Spotify has officially launched an AI playlist called Daylist in the U.S., Canada, the U.K., Ireland, Australia, and New Zealand. Photo Credit: Spotify
About one month after expanding its artificial intelligence DJ offering to north of 50 countries, Spotify has officially debuted “Daylist,” an AI-powered playlist that updates multiple times per day based upon past listening habits.
Spotify took its newest AI feature live today, affording access to both paid and ad-supported accounts in the U.S., Canada, the U.K., Ireland, Australia, and New Zealand. According to the streaming giant, the “hyper-personalized” multi-hour playlist “updates frequently between sunup and sundown,” even adopting a fresh title (generated from the included songs’ genres) with each iteration.
And as mentioned, Daylist’s ever-changing track lineup factors for fans’ past listening and the timing thereof, with higher-ups confidently claiming that the AI playlist “reflects what you want to be listening to right now.”
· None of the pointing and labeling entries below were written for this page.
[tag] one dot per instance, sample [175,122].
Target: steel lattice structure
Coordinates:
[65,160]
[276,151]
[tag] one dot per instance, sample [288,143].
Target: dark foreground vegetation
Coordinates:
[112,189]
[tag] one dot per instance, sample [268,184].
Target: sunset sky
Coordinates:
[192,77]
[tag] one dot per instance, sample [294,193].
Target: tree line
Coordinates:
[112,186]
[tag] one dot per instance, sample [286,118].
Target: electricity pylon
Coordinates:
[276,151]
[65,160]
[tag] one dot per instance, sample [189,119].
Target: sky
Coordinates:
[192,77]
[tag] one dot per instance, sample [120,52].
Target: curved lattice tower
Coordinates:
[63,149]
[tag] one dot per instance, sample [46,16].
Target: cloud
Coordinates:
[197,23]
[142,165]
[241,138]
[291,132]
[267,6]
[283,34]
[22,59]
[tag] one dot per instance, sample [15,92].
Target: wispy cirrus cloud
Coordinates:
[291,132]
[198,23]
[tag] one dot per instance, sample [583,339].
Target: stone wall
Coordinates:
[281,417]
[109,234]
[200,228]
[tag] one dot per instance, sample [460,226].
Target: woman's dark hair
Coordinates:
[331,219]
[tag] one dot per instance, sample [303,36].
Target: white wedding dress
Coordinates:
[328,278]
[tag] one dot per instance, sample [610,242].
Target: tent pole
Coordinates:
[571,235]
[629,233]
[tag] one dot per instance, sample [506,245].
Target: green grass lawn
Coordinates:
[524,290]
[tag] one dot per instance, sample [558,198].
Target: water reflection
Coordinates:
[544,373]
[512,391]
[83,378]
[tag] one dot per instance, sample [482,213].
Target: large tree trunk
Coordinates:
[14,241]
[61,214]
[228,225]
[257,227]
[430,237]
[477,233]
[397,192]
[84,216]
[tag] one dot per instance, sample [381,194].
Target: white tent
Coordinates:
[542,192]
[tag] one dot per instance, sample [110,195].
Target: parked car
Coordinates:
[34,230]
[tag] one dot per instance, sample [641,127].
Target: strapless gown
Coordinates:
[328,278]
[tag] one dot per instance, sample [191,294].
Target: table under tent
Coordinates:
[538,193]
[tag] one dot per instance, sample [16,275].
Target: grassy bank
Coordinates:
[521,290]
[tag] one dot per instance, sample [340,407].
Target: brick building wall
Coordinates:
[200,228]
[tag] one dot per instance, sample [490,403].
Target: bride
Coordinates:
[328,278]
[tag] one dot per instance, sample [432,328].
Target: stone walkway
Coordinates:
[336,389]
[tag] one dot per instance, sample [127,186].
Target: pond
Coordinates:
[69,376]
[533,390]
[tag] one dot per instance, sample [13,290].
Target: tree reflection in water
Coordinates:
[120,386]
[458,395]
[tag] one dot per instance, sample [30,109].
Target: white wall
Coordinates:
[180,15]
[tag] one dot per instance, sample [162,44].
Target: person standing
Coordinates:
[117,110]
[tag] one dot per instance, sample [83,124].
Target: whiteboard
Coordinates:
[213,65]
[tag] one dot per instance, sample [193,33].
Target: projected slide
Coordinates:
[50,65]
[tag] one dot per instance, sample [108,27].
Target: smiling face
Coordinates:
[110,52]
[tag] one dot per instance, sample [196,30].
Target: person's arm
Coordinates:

Users can, of course, save especially appealing Daylist versions. But Spotify’s made clear that replaced playlists won’t be accessible after the fact. Moreover, given the seemingly strong initial usage of the AI DJ and the ample positive feedback that the non-human curator’s received, the platform emphasized Daylist’s shareability.
Specifically, Spotify’s made available “three different sharecard options” for Daylist, including “a ready-made screenshot” of the individualized playlist, a “social media sticker that captures the essence” of the song collection at hand, and a different sharecard featuring an image that changes depending on the time of day.
A cursory look at the options shows that one can further alter the background color of sharecards before texting or copying a link to the appropriate image and playlist.
Meanwhile, although the company in its formal release didn’t disclose exactly how many Daylist updates to expect per day, listeners “can view when your next update will be from the playlist page on mobile,” per the Stockholm-headquartered business. (Incidentally, this Daylist update countdown didn’t seem to be live on Android at the time of writing.)
On social media, a number of international Spotify users are expressing their frustration over Daylist’s limited availability, with others yet taking the opportunity (by responding to Daniel Ek’s tweet about the AI playlist) to demand that the streaming mainstay release HiFi. But different fans are voicing approval of Daylist and its almost concerningly effective ability to bring appealing music to millions of listeners at once.
Elsewhere in the AI sphere, Queen’s Brian May earlier this month became the latest musician to reveal reservations about generative AI’s long-term effect on the industry’s creative side. And as a growing number of artists continue to capitalize upon AI tools – meaning that events such as the Grammys cannot very well ban AI music altogether – the Recording Academy has once again made headlines for its stance on the eligibility of artificial intelligence music.